Masa demokrasi liberal merupakan masa yang semua elemen demokrasinya dapat kita temukan perwujudannya dalam kehidupan politik di Indonesia.

  1. Lembaga perwakilan rakyat atau parlemen memainkan peranan yang sangat tinggi dalam proses politik yang berjalan. Perwujudan kekuasaan parlemen ini diperlihatkan dengan adanya sejumlah mosi tidak percaya kepada pihak pemerintah yang mengakibatkan kabinet harus meletakkan jabatannya meskipun pemerintahannya baru berjalan beberapa bulan, seperti yang terjadi pada Ir. Djuanda Kartawidjaja yang diberhentikan dengan mosi tidak percaya dari parlemen.

2. Akuntabilitas (pertanggungjawaban) pemegang jabatan dan politisi pada umumnya sangat tinggi. Hal ini dapat terjadi karena berfungsinya parlemen dan juga sejumlah media massa sebagai alat kontrol sosial. Sejumlah kasus jatuhnya kabinet pada periode ini merupakan contoh konkret dari tingginya akuntabilitas tersebut.

3.Kehidupan kepartaian boleh dikatakan memperoleh peluang yang sebesar-besarnya untuk berkembang secara maksimal. Dalam periode ini, Indonesia menganut sistem multipartai. Pada periode ini, hampir 40 partai politik terbentuk dengan tingkat otonomi yang sangat tinggi dalam proses rekrutmen, baik pengurus atau pimpinan partainya maupun para pendukungnya. Campur tangan pemerintah dalam hal rekrutmen boleh dikatakan tidak ada sama sekali. Setiap partai bebas memilih ketua dan segenap anggota pengurusnya.

4. Sekali pun pemilihan umum hanya dilaksanakan satu kali yaitu pada 1955, tetapi pemilihan umum tersebut benar-benar dilaksanakan dengan prinsip demokrasi. Kompetisi antarpartai politik berjalan sangat intensif dan fair, serta yang tidak kalah pentingnya adalah setiap pemilih dapat menggunakan hak pilihnya dengan bebas tanpa ada tekanan atau rasa takut.

5. Masyarakat pada umumnya dapat merasakan bahwa hak-hak dasar mereka tidak dikurangi sama sekali, sekalipun tidak semua warga negara dapat memanfaatkannya dengan maksimal. Hak untuk berserikat dan berkumpul dapat diwujudkan dengan jelas, dengan terbentuknya sejumlah partai politik dan organisasi peserta pemilihan umum. Kebebasan pers juga dirasakan dengan baik. Demikian juga dengan kebebasan berpendapat. Masyarakat mampu melakukannya tanpa ada rasa takut untuk menghadapi risiko, sekalipun mengkritik pemerintah dengan keras.

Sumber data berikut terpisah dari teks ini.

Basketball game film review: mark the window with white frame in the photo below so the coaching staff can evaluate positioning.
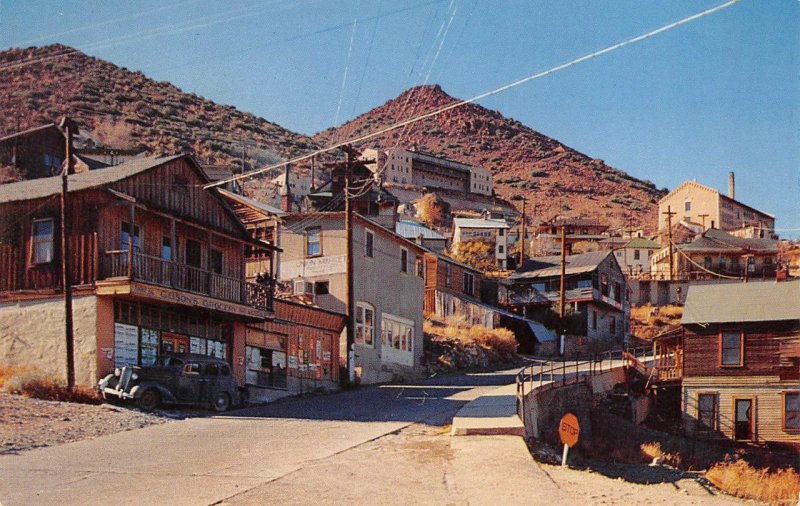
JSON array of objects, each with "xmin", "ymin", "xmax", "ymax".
[
  {"xmin": 364, "ymin": 230, "xmax": 375, "ymax": 258},
  {"xmin": 381, "ymin": 315, "xmax": 414, "ymax": 353},
  {"xmin": 31, "ymin": 218, "xmax": 55, "ymax": 264},
  {"xmin": 355, "ymin": 302, "xmax": 375, "ymax": 346}
]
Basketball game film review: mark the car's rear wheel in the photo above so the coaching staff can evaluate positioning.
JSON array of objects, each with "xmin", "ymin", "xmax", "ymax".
[
  {"xmin": 214, "ymin": 392, "xmax": 231, "ymax": 412},
  {"xmin": 136, "ymin": 388, "xmax": 161, "ymax": 411}
]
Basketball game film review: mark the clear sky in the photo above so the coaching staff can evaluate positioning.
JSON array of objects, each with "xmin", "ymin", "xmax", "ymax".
[{"xmin": 0, "ymin": 0, "xmax": 800, "ymax": 237}]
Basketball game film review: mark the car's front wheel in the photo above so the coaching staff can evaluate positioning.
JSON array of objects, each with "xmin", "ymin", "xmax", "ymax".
[
  {"xmin": 136, "ymin": 388, "xmax": 161, "ymax": 411},
  {"xmin": 214, "ymin": 392, "xmax": 231, "ymax": 412}
]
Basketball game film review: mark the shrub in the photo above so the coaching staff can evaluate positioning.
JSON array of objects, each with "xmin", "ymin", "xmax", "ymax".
[
  {"xmin": 706, "ymin": 460, "xmax": 800, "ymax": 504},
  {"xmin": 0, "ymin": 366, "xmax": 102, "ymax": 404}
]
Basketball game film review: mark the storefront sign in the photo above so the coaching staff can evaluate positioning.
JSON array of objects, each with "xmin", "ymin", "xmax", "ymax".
[
  {"xmin": 114, "ymin": 323, "xmax": 139, "ymax": 367},
  {"xmin": 281, "ymin": 255, "xmax": 347, "ymax": 280},
  {"xmin": 131, "ymin": 283, "xmax": 266, "ymax": 318}
]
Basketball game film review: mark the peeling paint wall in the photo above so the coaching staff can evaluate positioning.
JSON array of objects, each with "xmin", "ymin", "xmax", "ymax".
[{"xmin": 0, "ymin": 295, "xmax": 97, "ymax": 386}]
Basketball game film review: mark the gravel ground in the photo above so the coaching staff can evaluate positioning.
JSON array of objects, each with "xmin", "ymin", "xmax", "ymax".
[{"xmin": 0, "ymin": 392, "xmax": 169, "ymax": 455}]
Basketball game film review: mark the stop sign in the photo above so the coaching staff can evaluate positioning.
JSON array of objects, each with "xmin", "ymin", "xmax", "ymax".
[{"xmin": 558, "ymin": 413, "xmax": 581, "ymax": 448}]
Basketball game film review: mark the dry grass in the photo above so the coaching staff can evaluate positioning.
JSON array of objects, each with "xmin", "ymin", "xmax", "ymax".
[
  {"xmin": 706, "ymin": 460, "xmax": 800, "ymax": 504},
  {"xmin": 0, "ymin": 365, "xmax": 102, "ymax": 404}
]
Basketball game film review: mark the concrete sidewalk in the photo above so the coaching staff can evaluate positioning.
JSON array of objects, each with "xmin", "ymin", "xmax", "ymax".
[{"xmin": 450, "ymin": 383, "xmax": 525, "ymax": 436}]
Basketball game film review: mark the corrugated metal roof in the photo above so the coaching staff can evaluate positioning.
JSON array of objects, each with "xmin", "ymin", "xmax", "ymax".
[
  {"xmin": 0, "ymin": 155, "xmax": 188, "ymax": 203},
  {"xmin": 395, "ymin": 220, "xmax": 445, "ymax": 241},
  {"xmin": 453, "ymin": 218, "xmax": 511, "ymax": 228},
  {"xmin": 678, "ymin": 228, "xmax": 778, "ymax": 253},
  {"xmin": 681, "ymin": 280, "xmax": 800, "ymax": 325},
  {"xmin": 509, "ymin": 250, "xmax": 612, "ymax": 279},
  {"xmin": 625, "ymin": 237, "xmax": 661, "ymax": 249}
]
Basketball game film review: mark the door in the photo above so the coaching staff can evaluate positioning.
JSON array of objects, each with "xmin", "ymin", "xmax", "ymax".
[{"xmin": 733, "ymin": 399, "xmax": 753, "ymax": 440}]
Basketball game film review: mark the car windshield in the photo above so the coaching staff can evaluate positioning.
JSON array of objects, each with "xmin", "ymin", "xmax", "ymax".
[{"xmin": 159, "ymin": 355, "xmax": 183, "ymax": 367}]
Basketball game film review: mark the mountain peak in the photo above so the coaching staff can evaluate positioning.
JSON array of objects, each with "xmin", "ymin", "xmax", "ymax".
[{"xmin": 314, "ymin": 84, "xmax": 661, "ymax": 231}]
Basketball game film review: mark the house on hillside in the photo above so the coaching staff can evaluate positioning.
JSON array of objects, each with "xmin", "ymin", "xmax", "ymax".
[
  {"xmin": 650, "ymin": 228, "xmax": 779, "ymax": 280},
  {"xmin": 532, "ymin": 216, "xmax": 609, "ymax": 255},
  {"xmin": 658, "ymin": 176, "xmax": 775, "ymax": 238},
  {"xmin": 362, "ymin": 147, "xmax": 494, "ymax": 196},
  {"xmin": 654, "ymin": 281, "xmax": 800, "ymax": 444},
  {"xmin": 614, "ymin": 237, "xmax": 661, "ymax": 277},
  {"xmin": 498, "ymin": 251, "xmax": 630, "ymax": 350},
  {"xmin": 278, "ymin": 212, "xmax": 426, "ymax": 383},
  {"xmin": 0, "ymin": 155, "xmax": 274, "ymax": 387},
  {"xmin": 394, "ymin": 219, "xmax": 447, "ymax": 253},
  {"xmin": 451, "ymin": 212, "xmax": 511, "ymax": 269},
  {"xmin": 220, "ymin": 190, "xmax": 347, "ymax": 400}
]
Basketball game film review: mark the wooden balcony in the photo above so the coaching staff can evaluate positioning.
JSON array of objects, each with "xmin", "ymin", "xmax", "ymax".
[{"xmin": 102, "ymin": 250, "xmax": 273, "ymax": 311}]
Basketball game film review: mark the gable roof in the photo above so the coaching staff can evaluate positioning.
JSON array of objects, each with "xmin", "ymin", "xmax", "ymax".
[
  {"xmin": 453, "ymin": 218, "xmax": 511, "ymax": 228},
  {"xmin": 0, "ymin": 155, "xmax": 184, "ymax": 204},
  {"xmin": 681, "ymin": 280, "xmax": 800, "ymax": 325},
  {"xmin": 394, "ymin": 220, "xmax": 445, "ymax": 241},
  {"xmin": 625, "ymin": 237, "xmax": 661, "ymax": 249},
  {"xmin": 509, "ymin": 250, "xmax": 613, "ymax": 279},
  {"xmin": 678, "ymin": 228, "xmax": 778, "ymax": 253}
]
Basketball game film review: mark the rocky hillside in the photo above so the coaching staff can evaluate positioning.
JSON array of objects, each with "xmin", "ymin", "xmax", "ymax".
[
  {"xmin": 0, "ymin": 45, "xmax": 315, "ymax": 168},
  {"xmin": 314, "ymin": 85, "xmax": 663, "ymax": 228}
]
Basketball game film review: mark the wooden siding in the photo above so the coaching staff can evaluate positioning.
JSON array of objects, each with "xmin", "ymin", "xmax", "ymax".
[
  {"xmin": 683, "ymin": 323, "xmax": 800, "ymax": 378},
  {"xmin": 111, "ymin": 159, "xmax": 243, "ymax": 236},
  {"xmin": 682, "ymin": 376, "xmax": 800, "ymax": 443}
]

6. Dalam masa pemerintahan parlementer, daerah-daerah memperoleh otonomi yang cukup bahkan otonomi yang seluas-luasnya dengan asas desentralisasi sebagai landasan untuk berpijak dalam mengatur hubungan kekuasaan antara pemerintah pusat pemerintah daerah.

Keenam indikator tersebut merupakan ukuran dalam pelaksanaan demokrasi pada masa pemerintahan parlementer. Akan tetapi, pelaksanaan tersebut tidak berumur panjang. Demokrasi liberal hanya bertahan selama sembilan tahun seiring dengan dikeluarkannya dekrit oleh Presiden Soekarno pada tanggal 5 Juli 1959 yang membubarkan Konstituante dan kembali kepada UUD 1945. Presiden menganggap bahwa demokrasi liberal tidak sesuai dengan kepribadian bangsa Indonesia yang dijiwai oleh semangat gotong royong sehingga beliau menganggap bahwa sistem demokrasi ini telah gagal mengadopsi nilai-nilai kepribadian bangsa Indonesia.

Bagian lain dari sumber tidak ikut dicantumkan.